Parece-me, entretanto, que o tratamento estruturalista reservado localmente aos
textos poéticos (para não dizer nada, é claro, do lugar que abre para a poesia “em sua
vida” o homem Lévi-Strauss, que podemos supor grande e afetuoso nesse homem de
cultura por excelência; nem da tonalidade afinal de contas poética das grandes páginas
de sabedoria pensativa, com as quais eu gostaria de concluir) é um tratamento que os
simplifica; e enredado ele próprio numa certa contradição.
Pois, por um lado, ele reconduz a verdade do poético ao somático, se posso dizer
isso, limitando a leitura de tal poema através do filtro estruturalista a processos como o
do “simbolismo fonético”, afinal de contas destinado a uma “explicação científica”

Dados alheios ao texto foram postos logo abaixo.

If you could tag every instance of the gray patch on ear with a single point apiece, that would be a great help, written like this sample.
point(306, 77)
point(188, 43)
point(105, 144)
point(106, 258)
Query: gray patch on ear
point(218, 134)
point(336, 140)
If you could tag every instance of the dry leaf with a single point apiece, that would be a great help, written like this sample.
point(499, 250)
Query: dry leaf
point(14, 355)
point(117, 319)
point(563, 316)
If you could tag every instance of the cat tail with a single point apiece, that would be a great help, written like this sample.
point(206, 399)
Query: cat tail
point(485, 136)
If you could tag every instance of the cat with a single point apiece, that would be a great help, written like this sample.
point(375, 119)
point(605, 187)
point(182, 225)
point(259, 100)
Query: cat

futura segundo o progresso das ciências neuronais, e essa amputação do poético
decapitado da complexidade de nível superior (na escala das frases, das estrofes, da
composição de uma obra), será que ousarei chamá-la de cientificista, une-se, contra sua
vontade, a uma propensão contemporânea a privatizar o pensamento que vou evocar
daqui a pouco digressivamente e, por outro lado, ele disjunta excessivamente (quantas
vezes eu deveria acrescentar: “parece-me”?) o lado do mito e da música do lado do
filosofema e do poema (pode-se dizer do pensamento não-selvagem?), em favor da
polissemia do termo “tradução”; ao que virei em seguida.